In watching how Hollywood and the Left have gone forward from there, in some ways, I’ve come to see it as the, however unintended, subtle beginning of various lines of attack on capitalism and Western Civilization itself.
Speaking at an NRA event in May, Sarah Palin made a joke about Bambi’s mother being dinner.
“Some of these animal activists are just…crazy,” she said. “They think we’re killing Bambi’s mother. I love animals, but in Alaska, Bambi’s mother is dinner.”
A website called Vegetarian Star referenced Hollywood in their reporting. Perhaps anti-Palin, anti-hunting screenwriter Aaron Sorkin, who freaked out over a recent episode of Sarah Palin’s Alaska in which she shot a caribou, is on the editorial board.
After all, they’re all shooting deer in Hollywood.
“I have bad news for those groups,” Palin said, according to the Charlotte Observer. “Bambi’s mother is dinner – even in L.A.”
“Where do those people think their venison comes from? The deer didn’t die of natural causes. It wasn’t road kill.”
Anthropomorphism, the assigning of human attributes to animals, or non-living things, dates back to the 1700s. Perhaps it’s become so appealing to the Leftists in Hollywood, not simply as a result of the growth in, and entertainment value of, animation, but because it gives expression to so many concepts that serve their political agenda quite well.
Killing God, or at least removing religion from the public square (and our films and television sets) is one thing. But by elevating animals through anthropomophism, thereby diminishing what was traditionally seen as mankind’s unique positioning above the larger animal kingdom, one diminishes man’s rights and freedoms at the expense of the whole. You may end up with more snail darters, but the cost can be industrial progress, jobs, freedom and individual wealth creation.
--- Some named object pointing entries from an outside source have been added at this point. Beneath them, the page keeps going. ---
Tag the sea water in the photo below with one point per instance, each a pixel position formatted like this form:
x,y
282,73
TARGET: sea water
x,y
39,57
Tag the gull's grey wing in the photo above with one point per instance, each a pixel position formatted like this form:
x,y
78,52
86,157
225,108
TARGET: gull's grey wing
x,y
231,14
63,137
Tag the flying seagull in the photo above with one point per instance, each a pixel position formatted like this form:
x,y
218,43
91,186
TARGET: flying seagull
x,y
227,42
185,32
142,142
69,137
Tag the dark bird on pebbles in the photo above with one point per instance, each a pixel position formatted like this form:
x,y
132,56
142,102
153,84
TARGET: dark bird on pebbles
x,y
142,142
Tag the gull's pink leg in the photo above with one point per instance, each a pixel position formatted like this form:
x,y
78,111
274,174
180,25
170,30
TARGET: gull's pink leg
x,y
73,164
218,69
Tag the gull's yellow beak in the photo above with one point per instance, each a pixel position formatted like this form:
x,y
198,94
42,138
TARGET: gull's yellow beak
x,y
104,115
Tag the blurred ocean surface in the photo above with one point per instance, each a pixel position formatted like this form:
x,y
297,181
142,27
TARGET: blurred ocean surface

Those aren’t exactly priorities for the Left.
The environmental movement enabled by a Hollywood eager to morally equate humans with animals (“The Cove” comes to mind) certainly benefits from elevating animals to an equal station with man- – provided the man happens to be a capitalist. In fact, given the culture today, simply quoting from Genesis could be construed as a thought-crime:
Then God said, “Let us make man in our image, in our likeness, and let them rule over the fish of the sea and the birds of the air, over the livestock, over all the earth, and over all the creatures that move along the ground.
Having watched several episodes of Sarah Palin’s Alaska, it seems clear to me that the values she deliberately seeks to emphasize could be called traditional. From pointing out the need to foster independence in her children, to celebrating rugged individualists more interested in making it on their own, than depending on government, such references seem to repeatedly emerge. Perhaps it’s that, more than just killing Bambi, that really has Leftists like Aaron Sorkin so upset – though certainly hunting and its relationship to the 2nd Amendment and self-reliance shouldn’t simply be dismissed.
Is Sarah Palin intent on killing Bambi with her travelogue on The Learning Channel? Perhaps, both figuratively and literally. If so, freedom and free market conservatives and American traditionalists should hope her aim is true.